Pourquoi le personnel de Revenu Québec se montre-t-il parfois si méchant envers d'honnêtes contribuables? Vous voulez des exemples? Voici deux cas d'abus de pouvoir relatés par le Protecteur du citoyen. Seuls les prénoms des victimes sont fictifs.

Mis à jour le 13 juill. 2011
Michel Girard LA PRESSE

Roland devait une dette d'impôt de 4000$ à Revenu Québec.

Selon les arrangements prévus avec Revenu Québec, l'employeur de Roland a prélevé la totalité de ladite somme en saisissant une partie de son salaire. Le problème? L'employeur en question n'a pas acheminé les sommes saisies à Revenu Québec.

Or, au lieu de courir après l'employeur de Roland pour récupérer les 4000$ que celui-ci avait saisis à la demande du fisc, Revenu Québec a décidé de pourchasser Roland en lui réclamant de nouveau les 4000$ de dette d'impôt.

Roland a eu beau préciser que son employeur avait déjà saisi sur son salaire la dette d'impôt à recouvrer, le personnel de Revenu Québec ne voulait rien savoir. Pourtant, Revenu Québec avait en main une confirmation de l'employeur qu'il avait retenu les 4000$ de dette d'impôt de Roland, sans toutefois les avoir transmis au fisc.

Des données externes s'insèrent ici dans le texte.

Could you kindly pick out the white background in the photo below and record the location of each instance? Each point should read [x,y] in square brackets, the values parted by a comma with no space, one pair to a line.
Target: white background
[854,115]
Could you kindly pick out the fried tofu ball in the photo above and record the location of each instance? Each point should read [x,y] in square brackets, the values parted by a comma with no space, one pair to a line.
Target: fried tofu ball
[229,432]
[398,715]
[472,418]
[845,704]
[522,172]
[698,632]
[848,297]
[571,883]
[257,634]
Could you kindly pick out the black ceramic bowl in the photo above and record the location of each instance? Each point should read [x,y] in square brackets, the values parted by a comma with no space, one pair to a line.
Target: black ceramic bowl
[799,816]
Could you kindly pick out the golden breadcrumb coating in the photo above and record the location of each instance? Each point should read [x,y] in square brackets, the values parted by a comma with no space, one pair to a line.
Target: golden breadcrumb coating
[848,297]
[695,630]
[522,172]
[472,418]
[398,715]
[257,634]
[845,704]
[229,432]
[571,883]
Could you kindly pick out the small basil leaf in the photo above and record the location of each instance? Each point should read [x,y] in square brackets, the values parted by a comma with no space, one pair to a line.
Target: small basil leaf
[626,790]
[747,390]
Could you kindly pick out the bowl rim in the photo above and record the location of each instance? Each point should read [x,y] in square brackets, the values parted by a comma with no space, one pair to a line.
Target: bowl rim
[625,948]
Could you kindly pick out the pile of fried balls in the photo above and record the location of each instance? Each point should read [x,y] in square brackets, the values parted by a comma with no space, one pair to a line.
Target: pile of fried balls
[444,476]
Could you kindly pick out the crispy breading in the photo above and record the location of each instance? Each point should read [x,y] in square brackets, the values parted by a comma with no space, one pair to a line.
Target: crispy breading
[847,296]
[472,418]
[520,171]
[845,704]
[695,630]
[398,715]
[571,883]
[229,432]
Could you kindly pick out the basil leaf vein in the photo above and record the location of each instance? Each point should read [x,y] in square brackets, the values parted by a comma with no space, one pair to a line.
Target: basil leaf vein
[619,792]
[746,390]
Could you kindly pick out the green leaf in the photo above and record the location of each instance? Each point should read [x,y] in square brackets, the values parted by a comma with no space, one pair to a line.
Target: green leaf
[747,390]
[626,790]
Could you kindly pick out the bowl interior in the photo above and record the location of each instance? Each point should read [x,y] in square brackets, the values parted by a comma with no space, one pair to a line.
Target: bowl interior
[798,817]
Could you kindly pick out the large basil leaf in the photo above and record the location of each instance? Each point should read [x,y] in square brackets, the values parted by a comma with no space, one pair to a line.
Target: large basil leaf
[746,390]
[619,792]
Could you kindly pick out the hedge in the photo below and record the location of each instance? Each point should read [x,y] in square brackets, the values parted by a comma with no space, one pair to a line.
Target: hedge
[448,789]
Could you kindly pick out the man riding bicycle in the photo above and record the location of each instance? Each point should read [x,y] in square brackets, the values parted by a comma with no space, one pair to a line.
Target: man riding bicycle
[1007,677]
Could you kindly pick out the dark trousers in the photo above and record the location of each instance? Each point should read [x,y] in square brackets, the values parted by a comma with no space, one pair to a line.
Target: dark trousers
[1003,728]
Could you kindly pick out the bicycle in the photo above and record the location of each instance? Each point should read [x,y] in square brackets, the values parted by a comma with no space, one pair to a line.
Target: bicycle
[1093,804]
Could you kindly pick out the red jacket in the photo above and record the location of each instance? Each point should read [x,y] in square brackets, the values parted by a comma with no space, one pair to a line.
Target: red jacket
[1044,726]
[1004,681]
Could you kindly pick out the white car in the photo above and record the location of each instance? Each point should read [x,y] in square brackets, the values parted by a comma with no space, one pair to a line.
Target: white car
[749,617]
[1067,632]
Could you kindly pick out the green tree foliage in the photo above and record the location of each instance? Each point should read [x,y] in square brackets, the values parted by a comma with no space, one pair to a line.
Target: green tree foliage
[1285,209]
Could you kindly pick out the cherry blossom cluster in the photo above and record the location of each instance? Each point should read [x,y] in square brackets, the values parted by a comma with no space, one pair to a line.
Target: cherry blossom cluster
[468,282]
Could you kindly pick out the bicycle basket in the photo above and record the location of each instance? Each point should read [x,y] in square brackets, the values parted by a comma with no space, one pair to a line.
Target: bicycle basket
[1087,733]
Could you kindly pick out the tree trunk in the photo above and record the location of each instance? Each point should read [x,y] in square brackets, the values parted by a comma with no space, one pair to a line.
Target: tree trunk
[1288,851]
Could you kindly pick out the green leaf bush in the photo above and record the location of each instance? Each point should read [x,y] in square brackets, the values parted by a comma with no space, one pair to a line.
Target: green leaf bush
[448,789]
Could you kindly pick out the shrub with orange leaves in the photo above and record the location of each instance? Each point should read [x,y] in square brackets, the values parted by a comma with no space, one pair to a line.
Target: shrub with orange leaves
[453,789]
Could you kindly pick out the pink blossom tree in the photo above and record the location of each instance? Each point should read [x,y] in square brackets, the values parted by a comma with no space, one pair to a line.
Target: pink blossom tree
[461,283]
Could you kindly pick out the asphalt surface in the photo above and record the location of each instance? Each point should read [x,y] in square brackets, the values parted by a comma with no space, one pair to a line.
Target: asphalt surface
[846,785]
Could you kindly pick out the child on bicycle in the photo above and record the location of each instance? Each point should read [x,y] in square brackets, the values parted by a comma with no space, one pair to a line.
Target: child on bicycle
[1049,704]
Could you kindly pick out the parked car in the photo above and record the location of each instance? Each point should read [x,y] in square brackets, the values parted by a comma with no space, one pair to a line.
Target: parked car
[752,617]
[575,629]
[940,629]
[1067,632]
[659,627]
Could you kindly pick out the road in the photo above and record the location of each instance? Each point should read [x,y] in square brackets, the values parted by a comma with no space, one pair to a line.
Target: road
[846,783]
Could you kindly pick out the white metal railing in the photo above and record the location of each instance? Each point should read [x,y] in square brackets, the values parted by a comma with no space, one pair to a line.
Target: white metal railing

Les intervenants de Revenu Québec avec qui Roland a été en contact ont tous refusé d'entreprendre des recours contre l'employeur. Ils ont exigé de Roland qu'il paye de nouveau complètement la dette, sous prétexte qu'il lui revenait d'intenter des poursuites contre son employeur.

Le personnel de Revenu Québec a complètement erré dans cette cause. L'enquête du Protecteur du citoyen a révélé qu'il revenait à Revenu Québec d'intervenir auprès de l'employeur de Roland pour se faire rembourser les 4000$ de dette d'impôt saisis à même le salaire du contribuable.

Fait à noter: Revenu Québec n'avait effectué aucune surveillance, ni intervention pendant plus de neuf mois à la suite du début de la saisie de salaire de Roland.

Finalement, Revenu Québec a accepté la recommandation du Protecteur du citoyen et a envoyé à Roland une lettre qui établit sa non responsabilité face à cette somme de 4000$ non versée par son employeur à Revenu Québec. En plus de lui rembourser les 500$ supplémentaires qu'on lui avait arrachés à force de harcèlement.

Une erreur coûteuse

Maintenant, un cas de flagrante mauvaise foi de la part d'un agent de Revenu Québec.

Sur l'avis de cotisation de Marie, Revenu Québec a ajouté par erreur un revenu de 1183$ à sa déclaration provinciale.

Marie appelle Revenu Québec et demande de corriger ladite erreur. Le fonctionnaire refuse, même après avoir constaté la source de l'erreur.

C'est un Relevé 2 erroné (revenus de retraite et rentes) qui est à l'origine de l'erreur de Revenu Québec.

Imaginez-vous qu'une fiducie a émis ce Relevé 2 avec le numéro d'assurance sociale de Marie alors qu'elle ne fait même pas partie de sa clientèle. Le relevé était libellé à un autre nom, mais avec le numéro d'assurance sociale de Marie.

La fiducie avait reconnu son erreur, mais elle se disait incapable de corriger le relevé sans avoir obtenu au préalable le bon numéro d'assurance sociale de son client.

Qu'à cela ne tienne, Marie a expliqué son problème au fonctionnaire de Revenu Québec, mais celui-ci est resté de glace.

Les précisions du Protecteur du citoyen: «L'employé du Ministère avec qui a communiqué la citoyenne a refusé d'effectuer des démarches afin de retracer la personne concernée par le Relevé 2. Bien qu'il ait constaté l'erreur commise dans le dossier de la citoyenne, l'employé du Ministère n'a pas jugé bon d'apporter les corrections nécessaires ou de soumettre le dossier à son supérieur.»

À la suite l'intervention du Protecteur du citoyen, Revenu Québec a finalement rectifié le tir de son fonctionnaire et a accepté de corriger cette injustice en envoyant à Marie un nouvel avis de cotisation sans le faux revenu de 1183$.

Imaginez-vous le temps et l'argent qu'il en coûte à l'État pour corriger de tels cas d'abus de pouvoir de la part de Revenu Québec.